The Anatomy of the Hostess Twinkie

Speaking of "junk foods," do you know what a Hostess Twinkie has in common with sheetrock, hair shampoo, laundry detergent and rocket fuel? Give up? All five contain cellulose gum, calcium sulfate and polysorbate 60 as active ingredients. Still hungry? These are only three of the 39 ingredients that make up a Twinkie. All but one of those ingredients is processed, according to Steve Ettlinger, who spent five years tracking down the source of every ingredient in a Twinkie for his book Twinkie Deconstructed.

in the book Ettlinger details where each of the 39 ingredients come from as well as discussing the history and other aspects of this favorite junk food. Popular you say? Yes, over 500 million Hostess Twinkies are sold each year. There also are numerous websites and blogs devoted to the worship of the golden, cream-filled cake. Well, about the cream filling. It's actually not cream. "There's no real cream in the middle," Ettlinger says. "It's almost all Crisco. Ettlinger also found that many of the Twinkie's ingredients come from petroleum, and at least five come from rocks he says. "The vitamins, artificial flavors and colorings all come from petroleum and phosphates from limestone make Twinkies light and airy," he says.

For it's part Hostess, maker of Twinkies, says merely "Deconstructing the Twinkie is like trying to deconstruct the universe. We think the millions of people would agree that Twinkies just taste great." Somehow this makes me picture astrophysicists Stephen Hocking sitting in his chair, eating a Twinkie as he deconstructs the universe.

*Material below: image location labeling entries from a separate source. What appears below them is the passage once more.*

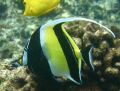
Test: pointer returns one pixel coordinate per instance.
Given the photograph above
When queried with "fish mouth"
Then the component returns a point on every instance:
(27, 8)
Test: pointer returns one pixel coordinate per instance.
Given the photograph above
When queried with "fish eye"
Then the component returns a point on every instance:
(24, 3)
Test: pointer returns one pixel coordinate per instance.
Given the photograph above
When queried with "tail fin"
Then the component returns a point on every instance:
(87, 56)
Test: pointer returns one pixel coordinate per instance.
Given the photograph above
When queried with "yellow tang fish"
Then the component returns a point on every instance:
(39, 7)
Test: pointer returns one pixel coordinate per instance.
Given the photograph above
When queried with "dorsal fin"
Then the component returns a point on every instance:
(87, 56)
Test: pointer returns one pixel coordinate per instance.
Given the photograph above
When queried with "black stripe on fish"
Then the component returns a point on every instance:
(68, 52)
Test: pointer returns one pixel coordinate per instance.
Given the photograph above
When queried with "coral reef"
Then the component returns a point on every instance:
(15, 30)
(106, 76)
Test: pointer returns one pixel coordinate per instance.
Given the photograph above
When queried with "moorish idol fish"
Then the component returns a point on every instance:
(53, 52)
(39, 7)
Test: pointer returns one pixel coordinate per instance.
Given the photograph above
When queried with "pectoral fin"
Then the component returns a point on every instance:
(87, 56)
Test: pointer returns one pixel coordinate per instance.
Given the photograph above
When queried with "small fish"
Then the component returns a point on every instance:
(51, 51)
(39, 7)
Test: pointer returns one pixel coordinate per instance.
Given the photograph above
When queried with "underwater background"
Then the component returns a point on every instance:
(16, 29)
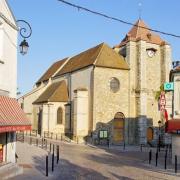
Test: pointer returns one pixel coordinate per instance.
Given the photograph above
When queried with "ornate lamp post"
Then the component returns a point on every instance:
(25, 34)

Food Giant General Mills Has Soul (Food)

General Mill's Betty Crocker icon is turning her attention to something new for the food giant, soul food. Using Betty as the spokesperson the food company is launching a major recipe initiative targeted to African American and other consumers to help them prepare authentic soul food at home. GM has created what they call the "Supper Club" as part of the promotion and has launched a Supper Club website called ServingUpSoul.com where consumers can get tips, advice and recipes for easy soul food cooking and entertaining from popular celebrity hostess B. Smith.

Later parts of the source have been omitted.